Longarm had to laugh as he considered the time he’d gotten himself into an even sillier conversation in Laredo by confusing the verb manejar, meaning to manage or drive, with mandjar, meaning to jack off.

The gal took his lighthearted expression more romantically than intended. But it would have been needlessly cruel to a gal who seemed to mean well had he flatly refused when she suggested he finish his snack and let her show him around out back.

Longarm knew Marshal Billy Vail had never sent him all this way to fool around with Mexican gals, or even Mexico, so he explained he had to get on down the road because moonlight made for cooler riding than sunlight in a Sonora August.

She favored him with a Mona Lisa smile and demurely asked if he really thought he could last the night with a woman of passion who’d been feeling neglected since she’d broken up with a certain blacksmith. Longarm laughed again despite himself, and she quickly added that they had to wait for Tio Hector, her boss, to settle down for the night in any case.

She said, “is still early. If you wait until after ten you can go with God, my eternal gratitude, and those fresh mounts you asked him for in vain, eh?”

Longarm raised an eyebrow and quietly asked, “You could get away with that … ah … ?”

“My friends call me Ampollita,” she confided, rising from their table to reach for his hand as she added, “We shall have to, how you say, take care of the establero in charge of the remuda, since he and he alone keeps exact figures on the mules that come and go. You see, we exchange one team of six spent mules for a team of fresh ones every time a coach arrives from either direction. Then there are the extra ones we must keep on hand for to be sure, in case we get a lamed one for to water, feed, and rest. So …”

“I know how you run a stage line,” Longarm told her. “How much will I have to slip your head wrangler for those fresh mules?”

She shrugged her bare shoulders and demurely replied, “Quien sabe? He may feel that sorrel can be disposed of in town for enough to repay the favor. Let me argue the point with him later. He speaks no English.”

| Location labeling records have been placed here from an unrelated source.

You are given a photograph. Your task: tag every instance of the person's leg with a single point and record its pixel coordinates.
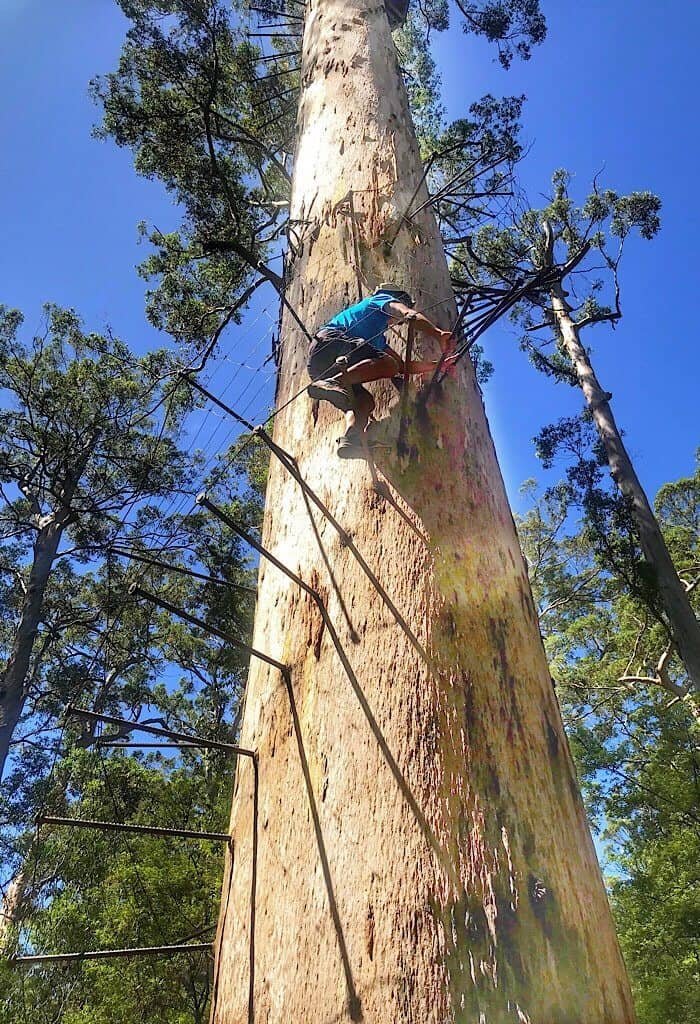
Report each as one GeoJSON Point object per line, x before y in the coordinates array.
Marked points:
{"type": "Point", "coordinates": [358, 417]}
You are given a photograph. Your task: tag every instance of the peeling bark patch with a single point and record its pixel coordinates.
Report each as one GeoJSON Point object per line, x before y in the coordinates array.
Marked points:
{"type": "Point", "coordinates": [369, 933]}
{"type": "Point", "coordinates": [539, 898]}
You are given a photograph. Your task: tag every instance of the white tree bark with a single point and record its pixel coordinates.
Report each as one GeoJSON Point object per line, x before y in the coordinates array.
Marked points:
{"type": "Point", "coordinates": [12, 692]}
{"type": "Point", "coordinates": [423, 853]}
{"type": "Point", "coordinates": [682, 620]}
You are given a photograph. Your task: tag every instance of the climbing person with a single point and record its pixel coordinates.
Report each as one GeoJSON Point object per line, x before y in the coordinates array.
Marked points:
{"type": "Point", "coordinates": [351, 350]}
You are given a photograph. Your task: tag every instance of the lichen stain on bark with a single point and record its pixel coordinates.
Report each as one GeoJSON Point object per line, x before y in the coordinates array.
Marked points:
{"type": "Point", "coordinates": [409, 910]}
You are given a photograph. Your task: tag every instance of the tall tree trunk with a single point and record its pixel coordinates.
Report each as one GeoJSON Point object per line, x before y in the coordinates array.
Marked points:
{"type": "Point", "coordinates": [423, 853]}
{"type": "Point", "coordinates": [682, 620]}
{"type": "Point", "coordinates": [10, 912]}
{"type": "Point", "coordinates": [12, 692]}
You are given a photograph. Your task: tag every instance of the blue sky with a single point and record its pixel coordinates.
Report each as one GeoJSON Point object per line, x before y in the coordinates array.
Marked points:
{"type": "Point", "coordinates": [606, 90]}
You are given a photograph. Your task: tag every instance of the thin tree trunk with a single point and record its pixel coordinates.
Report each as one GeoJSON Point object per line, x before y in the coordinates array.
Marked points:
{"type": "Point", "coordinates": [682, 620]}
{"type": "Point", "coordinates": [11, 908]}
{"type": "Point", "coordinates": [422, 853]}
{"type": "Point", "coordinates": [12, 693]}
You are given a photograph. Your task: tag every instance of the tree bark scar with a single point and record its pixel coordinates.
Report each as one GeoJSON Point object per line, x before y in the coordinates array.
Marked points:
{"type": "Point", "coordinates": [369, 933]}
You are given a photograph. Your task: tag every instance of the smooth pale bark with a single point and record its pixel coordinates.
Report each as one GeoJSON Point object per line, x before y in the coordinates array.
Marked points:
{"type": "Point", "coordinates": [12, 692]}
{"type": "Point", "coordinates": [11, 908]}
{"type": "Point", "coordinates": [423, 854]}
{"type": "Point", "coordinates": [681, 616]}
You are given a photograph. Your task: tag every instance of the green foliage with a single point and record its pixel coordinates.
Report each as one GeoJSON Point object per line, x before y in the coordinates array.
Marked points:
{"type": "Point", "coordinates": [591, 237]}
{"type": "Point", "coordinates": [633, 740]}
{"type": "Point", "coordinates": [89, 889]}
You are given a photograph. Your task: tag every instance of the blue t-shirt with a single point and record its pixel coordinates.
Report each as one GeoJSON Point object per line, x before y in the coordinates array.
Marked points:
{"type": "Point", "coordinates": [366, 320]}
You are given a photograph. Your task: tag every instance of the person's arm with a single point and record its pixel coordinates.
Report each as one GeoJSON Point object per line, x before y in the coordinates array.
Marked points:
{"type": "Point", "coordinates": [400, 311]}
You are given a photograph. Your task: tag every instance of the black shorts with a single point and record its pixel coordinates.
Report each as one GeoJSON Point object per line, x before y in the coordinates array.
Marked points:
{"type": "Point", "coordinates": [331, 342]}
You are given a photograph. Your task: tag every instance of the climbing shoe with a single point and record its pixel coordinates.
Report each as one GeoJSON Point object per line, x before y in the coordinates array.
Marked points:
{"type": "Point", "coordinates": [341, 397]}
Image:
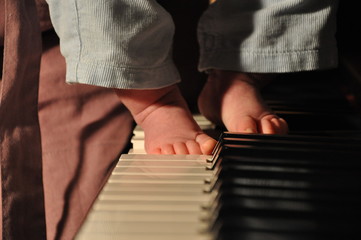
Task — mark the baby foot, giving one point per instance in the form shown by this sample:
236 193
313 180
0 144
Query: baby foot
168 125
233 99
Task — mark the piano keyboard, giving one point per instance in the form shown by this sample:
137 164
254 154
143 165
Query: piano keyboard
303 186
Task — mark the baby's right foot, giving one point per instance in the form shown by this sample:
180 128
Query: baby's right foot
168 125
233 99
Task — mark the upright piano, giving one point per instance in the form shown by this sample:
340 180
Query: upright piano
305 185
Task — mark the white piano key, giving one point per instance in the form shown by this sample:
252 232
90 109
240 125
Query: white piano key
142 236
146 227
149 216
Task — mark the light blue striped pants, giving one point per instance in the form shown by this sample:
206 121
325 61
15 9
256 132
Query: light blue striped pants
128 43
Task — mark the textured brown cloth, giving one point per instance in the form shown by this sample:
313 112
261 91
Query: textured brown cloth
59 142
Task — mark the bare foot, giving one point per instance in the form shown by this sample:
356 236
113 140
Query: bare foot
168 125
233 99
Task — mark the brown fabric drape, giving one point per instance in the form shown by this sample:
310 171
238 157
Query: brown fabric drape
23 214
59 142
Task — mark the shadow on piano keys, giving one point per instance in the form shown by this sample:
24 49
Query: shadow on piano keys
306 185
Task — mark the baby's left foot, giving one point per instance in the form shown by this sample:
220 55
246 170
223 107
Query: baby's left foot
233 99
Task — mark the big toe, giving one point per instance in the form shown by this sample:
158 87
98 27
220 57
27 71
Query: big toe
206 143
272 124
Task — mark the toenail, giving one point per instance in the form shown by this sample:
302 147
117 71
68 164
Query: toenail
249 130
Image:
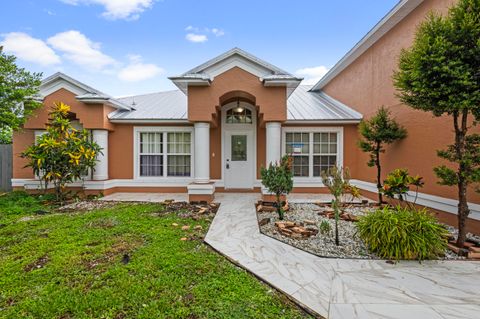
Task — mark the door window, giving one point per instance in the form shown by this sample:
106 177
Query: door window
239 147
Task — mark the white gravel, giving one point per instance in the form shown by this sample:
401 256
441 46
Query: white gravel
351 245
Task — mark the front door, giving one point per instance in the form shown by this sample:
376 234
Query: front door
239 161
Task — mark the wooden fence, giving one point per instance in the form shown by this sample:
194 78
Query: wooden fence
6 159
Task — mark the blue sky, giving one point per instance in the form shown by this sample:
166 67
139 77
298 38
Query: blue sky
126 47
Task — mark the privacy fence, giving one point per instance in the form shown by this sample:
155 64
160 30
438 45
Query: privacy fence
6 159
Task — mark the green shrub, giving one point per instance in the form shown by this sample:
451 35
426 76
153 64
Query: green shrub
403 233
325 227
278 179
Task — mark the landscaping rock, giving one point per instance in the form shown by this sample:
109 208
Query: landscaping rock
264 221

Longarm allowed he could manage enough Spanish for some horse trading. But Ampollita pulled him to his feet, with a surprising strength, and told him, “A third party can always strike the better bargain for you. Is easier for to lie when nobody can ask trick questions, such as where did one buy such a mount in the first place.”

That cinched it. The jolly little thing seemed to know more than she was letting on, and Billy Vail would want him to question her in more depth, as long as he wasn’t exactly torturing her.

He repeated what he’d said about not having all night, and she again assured him nobody was expecting that much out of him. Then she asked him to shut up as she led him out an archway and along a dark corridor lined with mysterious doorways.

She allowed it was safe to talk again once they’d entered a ‘dobe cell at the far end and she’d bolted the heavy oaken door behind them.

He said, “Nice place you got here,” as he stared around at the four walls crowding the only furnishings, a pine washstand and a fair-sized bedstead for these parts. A row of carved wooden Santos stared severely down at them from a plank shelf facing the foot of the bed.

She saw what he was staring at and giggled, saying, “It is about time they answered my prayers, no?”